Кстати, в качестве мер общего характера после решения Европейского суда на кабинете третьего этажа, откуда Михеев выбросился из окна после пыток, поставили решетку. Следователь, который вел это дело, сказал ментам: «Если бы у вас стояла решетка, он бы не выбросился из окна и не было бы никакого скандала». То есть для них ЧП — это то, что человек выбросился из окна. А то, что человек, который не совершал преступления, под пытками оговорил себя, признался в убийстве, — это не ЧП.

— ПОЧЕМУ СЛЕДСТВЕННЫЙ КОМИТЕТ ЧАСТО ОТКАЗЫВАЕТСЯ ПРИВЛЕКАТЬ ПОЛИЦИЮ К ОТВЕТСТВЕННОСТИ?

— Нынешней власти нужна полиция и Следственный комитет, которые работают в ручном режиме. Страна большая, а рук не хватает. А если они будут работать по правилам и по закону — значит, над ними потеряют власть. Тогда уже нельзя будет сказать, какого губернатора сажать, а какого нет. Появится риск, что посадят тебя и твоего друга. Никто не хочет, чтобы у нас все было по закону. Рядовые граждане, кстати, тоже.

У нас следователь, прежде чем возбудить уголовное дело, прямо говорит: «Я дело-то возбужу, а вдруг начальство мне скажет по-другому — тогда дело придется прекращать. А возбудить дело и прекратить его — это ЧП, потому что с точки зрения высокого кремлевского начальства много возбужденных и прекращенных дел — это признак коррупции. Якобы мы с кого-то вымогаем деньги. Тогда нас приедут проверять. А проверять будут не только это дело, но и другие. И кому это надо?»

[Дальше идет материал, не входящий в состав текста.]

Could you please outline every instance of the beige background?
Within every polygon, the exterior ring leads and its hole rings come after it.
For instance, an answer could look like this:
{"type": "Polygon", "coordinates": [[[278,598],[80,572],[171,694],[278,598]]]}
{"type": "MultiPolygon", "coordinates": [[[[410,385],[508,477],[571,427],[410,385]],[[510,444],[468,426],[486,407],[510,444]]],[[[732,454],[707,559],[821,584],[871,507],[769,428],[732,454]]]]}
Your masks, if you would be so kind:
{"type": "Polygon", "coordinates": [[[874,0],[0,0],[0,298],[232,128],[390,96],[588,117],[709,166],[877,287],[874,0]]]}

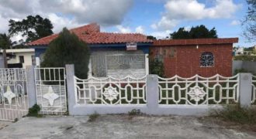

— ПОЧЕМУ В ДРУГИХ СТРАНАХ, В ТОМ ЧИСЛЕ СТРАНАХ БЫВШЕГО СССР, КОГДА В НОВОСТЯХ ПОЯВЛЯЕТСЯ ИНФОРМАЦИЯ О ПЫТКАХ В ПОЛИЦИИ, ТЫСЯЧИ ЛЮДЕЙ ВЫХОДЯТ НА УЛИЦЫ И ДОБИВАЮТСЯ ОТСТАВКИ ЧИНОВНИКОВ, А В РОССИИ МЫ НЕ ВИДИМ ПОДОБНОГО РЕЗОНАНСА?

— В нашем обществе тоже есть резонанс, просто власть научилась правильно с ним работать. Навальный выводит миллионы человек в сотне городов России, но сюжеты об этом не показывает ни один телеканал, кроме «Дождя». Наши чиновники научились манипулировать общественным мнением так, как еще никто не умел в истории человечества.

— ВАМ НЕ СТРАШНО ЗАНИМАТЬСЯ СВОЕЙ РАБОТОЙ?

— Наверное, я уже это говорил, но скажу еще раз. Когда-то, еще не будучи никаким правозащитником, я прочел «1984» Оруэлла и испугался. Я понял, что не хочу жить в таком мире. Я предпочитаю получить пулю на баррикаде или молотком по затылку в подъезде, чем жить в такой реальности. Мы сейчас как никогда близко находимся к этому обществу. Оказаться в нем я боюсь. Все остальное — нет.

— ЧАСТО ЛИ ВАМ УГРОЖАЮТ?

— Не скажу, что часто, но порой пишут какую-то херню в интернете. У меня-то указан адрес, место работы, телефон — про меня все известно, а они даже боятся себя назвать. Но я к таким угрозам не отношусь серьезно, думаю, их пишут 14-летние подростки или девочки, которые зарабатывают себе на губную помаду на «фабрике троллей».

С другой стороны, многие мои коллеги действительно заплатили жизнью за свою деятельность, которая вряд ли была более радикальная и успешная, чем моя. И, наверное, может найтись какой-нибудь отморозок, который застрелит меня где-нибудь в подъезде. Но я не настолько молодой человек, чтобы сильно бояться смерти. С другой стороны, это все издержки профессии.